Modifications Needed
libc++
already has an OpenMP SIMD backend for C++ parallel algorithms. For many of the C++ parallel algorithms, extending the existing SIMD backend to target GPUs is straightforward. We can simply define the macro _PSTL_PRAGMA_SIMD
to expand to #pragma omp target teams distribute parallel for simd
rather than #pragma omp simd
depending on, for instance, a compiler option (technically, we could always do it, but that would result in offloading as soon as you compile the code for devices, thus we might want an opt-out mechanism).
We must also add mapping clauses to transfer data to and from the device and allocate/deallocate corresponding device memory: #pragma omp target … map(to/from:...)
. If a user has already mapped the data to the device, the map clause will not transfer the data, so users can keep the data on the device and avoid transfers if they want to. The mapping clauses will not have any effect on unified shared memory systems (if OpenMP is informed about usm).
Functors and Function Pointers
Passing lambdas is correctly compiled to GPU targets without any modifications. However, users need to map additional variables accessed in the lambda to the device (for non usm).
The only major problem we have encountered is whether the user passes a host or device function pointer into the function template.
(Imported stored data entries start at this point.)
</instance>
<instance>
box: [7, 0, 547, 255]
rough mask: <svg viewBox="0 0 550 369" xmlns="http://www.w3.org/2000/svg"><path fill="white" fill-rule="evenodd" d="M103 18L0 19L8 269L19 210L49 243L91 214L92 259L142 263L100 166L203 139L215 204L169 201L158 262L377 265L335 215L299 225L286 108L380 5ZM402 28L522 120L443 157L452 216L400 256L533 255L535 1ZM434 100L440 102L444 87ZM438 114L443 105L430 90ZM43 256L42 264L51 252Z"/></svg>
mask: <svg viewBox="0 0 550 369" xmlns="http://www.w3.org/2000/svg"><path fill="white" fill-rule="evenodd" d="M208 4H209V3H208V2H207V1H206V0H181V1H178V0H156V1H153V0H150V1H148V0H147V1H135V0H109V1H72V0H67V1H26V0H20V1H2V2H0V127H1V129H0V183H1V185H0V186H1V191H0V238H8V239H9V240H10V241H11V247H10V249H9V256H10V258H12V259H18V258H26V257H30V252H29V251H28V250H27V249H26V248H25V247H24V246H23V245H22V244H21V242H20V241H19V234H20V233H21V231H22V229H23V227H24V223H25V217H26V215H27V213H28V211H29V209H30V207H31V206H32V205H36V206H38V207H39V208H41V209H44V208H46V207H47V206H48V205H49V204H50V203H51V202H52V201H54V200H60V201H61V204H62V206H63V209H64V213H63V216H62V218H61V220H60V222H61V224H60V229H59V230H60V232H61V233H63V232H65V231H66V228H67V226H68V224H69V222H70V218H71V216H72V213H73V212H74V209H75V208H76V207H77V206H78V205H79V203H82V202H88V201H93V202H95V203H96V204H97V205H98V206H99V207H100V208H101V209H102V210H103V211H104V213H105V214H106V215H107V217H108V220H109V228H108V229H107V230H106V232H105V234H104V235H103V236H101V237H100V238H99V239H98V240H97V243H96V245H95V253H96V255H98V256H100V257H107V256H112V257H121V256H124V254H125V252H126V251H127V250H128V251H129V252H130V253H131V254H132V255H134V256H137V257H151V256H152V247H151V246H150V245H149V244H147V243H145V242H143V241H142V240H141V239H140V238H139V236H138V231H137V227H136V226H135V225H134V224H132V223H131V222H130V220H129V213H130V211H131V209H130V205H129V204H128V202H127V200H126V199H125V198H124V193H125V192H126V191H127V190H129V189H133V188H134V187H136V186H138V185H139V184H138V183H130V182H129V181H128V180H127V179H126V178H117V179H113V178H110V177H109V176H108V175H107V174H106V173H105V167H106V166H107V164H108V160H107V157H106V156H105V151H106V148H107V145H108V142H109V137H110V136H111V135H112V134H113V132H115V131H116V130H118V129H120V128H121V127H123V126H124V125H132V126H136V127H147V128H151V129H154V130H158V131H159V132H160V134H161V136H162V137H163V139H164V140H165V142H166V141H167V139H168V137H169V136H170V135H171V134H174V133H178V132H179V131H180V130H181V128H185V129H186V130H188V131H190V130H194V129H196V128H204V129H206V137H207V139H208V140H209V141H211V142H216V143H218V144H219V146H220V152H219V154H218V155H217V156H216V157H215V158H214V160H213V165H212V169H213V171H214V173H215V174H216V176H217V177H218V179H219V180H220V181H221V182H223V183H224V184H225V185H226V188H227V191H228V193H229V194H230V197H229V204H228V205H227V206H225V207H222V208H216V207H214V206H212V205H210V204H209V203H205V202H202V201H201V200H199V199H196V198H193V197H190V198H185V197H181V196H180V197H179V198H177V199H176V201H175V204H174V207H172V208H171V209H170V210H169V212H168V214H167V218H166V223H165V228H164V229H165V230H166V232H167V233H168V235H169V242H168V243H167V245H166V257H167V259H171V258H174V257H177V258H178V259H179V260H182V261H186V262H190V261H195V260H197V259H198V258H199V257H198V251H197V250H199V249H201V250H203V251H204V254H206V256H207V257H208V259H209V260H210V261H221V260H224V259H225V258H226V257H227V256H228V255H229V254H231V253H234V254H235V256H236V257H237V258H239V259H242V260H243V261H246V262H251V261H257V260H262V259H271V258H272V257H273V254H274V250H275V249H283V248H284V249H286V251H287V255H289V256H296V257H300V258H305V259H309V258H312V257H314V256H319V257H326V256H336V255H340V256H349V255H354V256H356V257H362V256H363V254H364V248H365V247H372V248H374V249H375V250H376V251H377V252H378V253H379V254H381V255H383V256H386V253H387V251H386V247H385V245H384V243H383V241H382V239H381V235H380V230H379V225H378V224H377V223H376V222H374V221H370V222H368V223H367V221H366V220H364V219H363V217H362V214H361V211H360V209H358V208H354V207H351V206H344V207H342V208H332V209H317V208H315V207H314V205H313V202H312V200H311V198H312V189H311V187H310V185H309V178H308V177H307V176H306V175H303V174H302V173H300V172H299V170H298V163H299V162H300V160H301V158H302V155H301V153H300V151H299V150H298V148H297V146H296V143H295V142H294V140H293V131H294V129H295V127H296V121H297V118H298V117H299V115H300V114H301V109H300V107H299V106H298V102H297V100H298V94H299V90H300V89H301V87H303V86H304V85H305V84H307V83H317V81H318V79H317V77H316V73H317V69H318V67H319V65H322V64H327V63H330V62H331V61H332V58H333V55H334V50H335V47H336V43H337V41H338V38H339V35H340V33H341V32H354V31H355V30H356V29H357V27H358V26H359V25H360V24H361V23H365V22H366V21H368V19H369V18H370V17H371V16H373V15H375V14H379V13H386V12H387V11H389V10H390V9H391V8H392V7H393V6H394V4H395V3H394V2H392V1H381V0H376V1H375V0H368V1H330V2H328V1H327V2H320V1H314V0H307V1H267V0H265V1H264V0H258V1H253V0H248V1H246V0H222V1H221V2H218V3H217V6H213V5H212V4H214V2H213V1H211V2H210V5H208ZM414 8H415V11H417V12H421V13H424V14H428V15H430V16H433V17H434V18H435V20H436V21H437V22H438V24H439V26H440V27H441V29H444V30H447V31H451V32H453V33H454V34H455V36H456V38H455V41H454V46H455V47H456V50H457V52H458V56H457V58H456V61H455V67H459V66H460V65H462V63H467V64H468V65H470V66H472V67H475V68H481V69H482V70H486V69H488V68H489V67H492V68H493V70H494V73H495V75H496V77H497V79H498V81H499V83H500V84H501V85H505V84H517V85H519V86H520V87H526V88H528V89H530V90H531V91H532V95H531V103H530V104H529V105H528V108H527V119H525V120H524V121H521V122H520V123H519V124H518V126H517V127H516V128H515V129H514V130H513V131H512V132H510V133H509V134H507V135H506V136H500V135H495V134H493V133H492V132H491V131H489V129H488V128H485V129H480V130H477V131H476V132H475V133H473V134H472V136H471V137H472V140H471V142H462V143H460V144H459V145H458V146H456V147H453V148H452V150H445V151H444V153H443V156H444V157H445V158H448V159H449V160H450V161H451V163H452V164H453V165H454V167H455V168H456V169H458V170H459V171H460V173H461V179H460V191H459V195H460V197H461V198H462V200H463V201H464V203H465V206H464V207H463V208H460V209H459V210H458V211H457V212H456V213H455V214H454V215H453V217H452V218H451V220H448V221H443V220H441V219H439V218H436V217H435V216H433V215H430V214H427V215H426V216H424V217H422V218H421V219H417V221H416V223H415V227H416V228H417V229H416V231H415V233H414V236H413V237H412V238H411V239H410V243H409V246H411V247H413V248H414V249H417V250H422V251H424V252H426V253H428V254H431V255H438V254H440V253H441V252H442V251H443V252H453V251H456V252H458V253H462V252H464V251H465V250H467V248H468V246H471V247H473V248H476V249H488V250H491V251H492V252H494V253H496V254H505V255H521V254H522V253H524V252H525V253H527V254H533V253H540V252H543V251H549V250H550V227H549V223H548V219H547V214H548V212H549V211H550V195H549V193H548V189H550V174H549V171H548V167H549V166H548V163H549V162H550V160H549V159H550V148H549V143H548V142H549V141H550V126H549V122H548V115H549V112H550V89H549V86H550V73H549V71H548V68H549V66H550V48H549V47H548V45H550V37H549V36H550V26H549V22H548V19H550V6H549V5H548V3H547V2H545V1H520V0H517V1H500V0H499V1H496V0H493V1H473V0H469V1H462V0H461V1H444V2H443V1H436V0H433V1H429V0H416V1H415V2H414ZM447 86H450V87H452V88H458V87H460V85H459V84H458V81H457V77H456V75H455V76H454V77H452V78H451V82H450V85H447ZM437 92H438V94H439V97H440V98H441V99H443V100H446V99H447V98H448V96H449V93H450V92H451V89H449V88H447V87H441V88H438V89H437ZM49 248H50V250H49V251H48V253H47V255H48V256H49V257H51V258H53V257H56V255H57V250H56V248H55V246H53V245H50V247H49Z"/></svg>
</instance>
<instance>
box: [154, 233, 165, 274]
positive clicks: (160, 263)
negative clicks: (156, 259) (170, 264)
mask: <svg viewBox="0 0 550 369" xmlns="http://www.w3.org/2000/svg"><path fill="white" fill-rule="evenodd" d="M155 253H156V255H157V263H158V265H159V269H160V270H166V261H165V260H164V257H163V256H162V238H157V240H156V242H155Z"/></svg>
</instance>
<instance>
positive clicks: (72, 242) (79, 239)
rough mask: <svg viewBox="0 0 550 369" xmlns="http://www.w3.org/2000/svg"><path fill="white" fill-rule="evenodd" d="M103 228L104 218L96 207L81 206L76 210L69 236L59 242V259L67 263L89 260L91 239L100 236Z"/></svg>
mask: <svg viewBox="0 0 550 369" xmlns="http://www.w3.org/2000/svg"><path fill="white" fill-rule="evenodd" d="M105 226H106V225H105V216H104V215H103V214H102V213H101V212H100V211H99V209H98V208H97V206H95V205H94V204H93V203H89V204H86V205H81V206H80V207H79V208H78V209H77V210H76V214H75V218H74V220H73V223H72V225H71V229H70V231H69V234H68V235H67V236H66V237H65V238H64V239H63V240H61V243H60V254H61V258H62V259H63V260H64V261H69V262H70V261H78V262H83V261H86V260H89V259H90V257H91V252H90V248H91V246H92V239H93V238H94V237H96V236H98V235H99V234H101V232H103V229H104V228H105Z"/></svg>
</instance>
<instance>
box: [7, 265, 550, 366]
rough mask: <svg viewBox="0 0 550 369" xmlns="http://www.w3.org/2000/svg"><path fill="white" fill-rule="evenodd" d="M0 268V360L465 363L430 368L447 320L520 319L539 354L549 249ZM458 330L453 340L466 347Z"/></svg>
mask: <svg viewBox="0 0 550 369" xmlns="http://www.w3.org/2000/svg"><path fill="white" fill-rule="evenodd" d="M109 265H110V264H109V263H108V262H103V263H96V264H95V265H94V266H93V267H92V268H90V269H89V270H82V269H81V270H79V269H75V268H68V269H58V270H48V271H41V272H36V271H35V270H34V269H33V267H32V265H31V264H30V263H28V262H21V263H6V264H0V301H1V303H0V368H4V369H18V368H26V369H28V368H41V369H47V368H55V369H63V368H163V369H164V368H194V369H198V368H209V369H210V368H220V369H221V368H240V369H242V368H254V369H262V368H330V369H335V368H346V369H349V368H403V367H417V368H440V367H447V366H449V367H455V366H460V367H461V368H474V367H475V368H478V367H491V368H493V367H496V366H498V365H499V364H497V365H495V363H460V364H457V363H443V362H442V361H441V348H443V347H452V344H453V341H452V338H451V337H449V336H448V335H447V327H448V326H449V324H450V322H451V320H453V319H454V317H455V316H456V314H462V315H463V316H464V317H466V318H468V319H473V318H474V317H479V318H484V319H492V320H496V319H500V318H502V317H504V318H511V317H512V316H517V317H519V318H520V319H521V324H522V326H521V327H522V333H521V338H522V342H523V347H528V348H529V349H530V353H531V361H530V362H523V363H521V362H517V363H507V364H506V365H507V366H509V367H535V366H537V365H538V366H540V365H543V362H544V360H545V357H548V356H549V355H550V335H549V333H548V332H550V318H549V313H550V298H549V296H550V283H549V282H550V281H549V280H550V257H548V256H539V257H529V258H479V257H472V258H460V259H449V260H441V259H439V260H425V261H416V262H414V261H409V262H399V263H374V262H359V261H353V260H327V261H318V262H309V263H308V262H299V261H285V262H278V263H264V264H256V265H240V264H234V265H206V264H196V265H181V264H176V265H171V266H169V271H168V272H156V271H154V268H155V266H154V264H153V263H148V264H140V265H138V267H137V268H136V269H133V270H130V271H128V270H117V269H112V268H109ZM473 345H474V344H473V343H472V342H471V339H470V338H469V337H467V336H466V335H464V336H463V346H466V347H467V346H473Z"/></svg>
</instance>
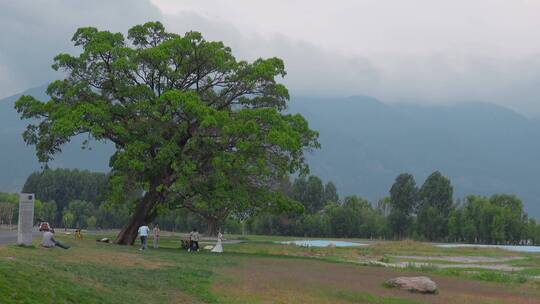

So at the moment, we have to pass the device function pointers to the templates, for instance as:
#include <algorithm>
#include <execution>
#include <cassert>
#include <iostream>
#include "definitions.h"
#pragma omp declare target
void init(int& n) {n=-1; };
void increment(int& n) {n++; };
#pragma omp end declare target
int main()
{
void (*initdev)(int& n);
void (*incrementdev)(int& n);
#pragma omp target map(always,from:initdev,incrementdev)
{
initdev = &init;
incrementdev = &increment;
}
int * a = new int[LEN];
std::for_each(std::execution::par_unseq,a, a+LEN,initdev);
for (int i=0; i < 100; i++) {
std::for_each(std::execution::par_unseq,a, a+LEN,incrementdev);
assert(a[0] == i);
assert(a[LEN-1] == i);
}
delete[] a;
return 0;
}
That said, we will soon automatically map function pointers to their device counterpart, eliminating the need for the initdev and incrementdev pointers above.
Patch
I have made a draft PR to show an example of how to offload std::for_each, std::fill, and std::transform to GPUs using OpenMP. It is simple and naive at this point, but it gets offloaded to the GPU as expected.
If anybody would like to take a look at the code generated when applying the patch, I have made another Github repository with temporary files from 12 small test programs.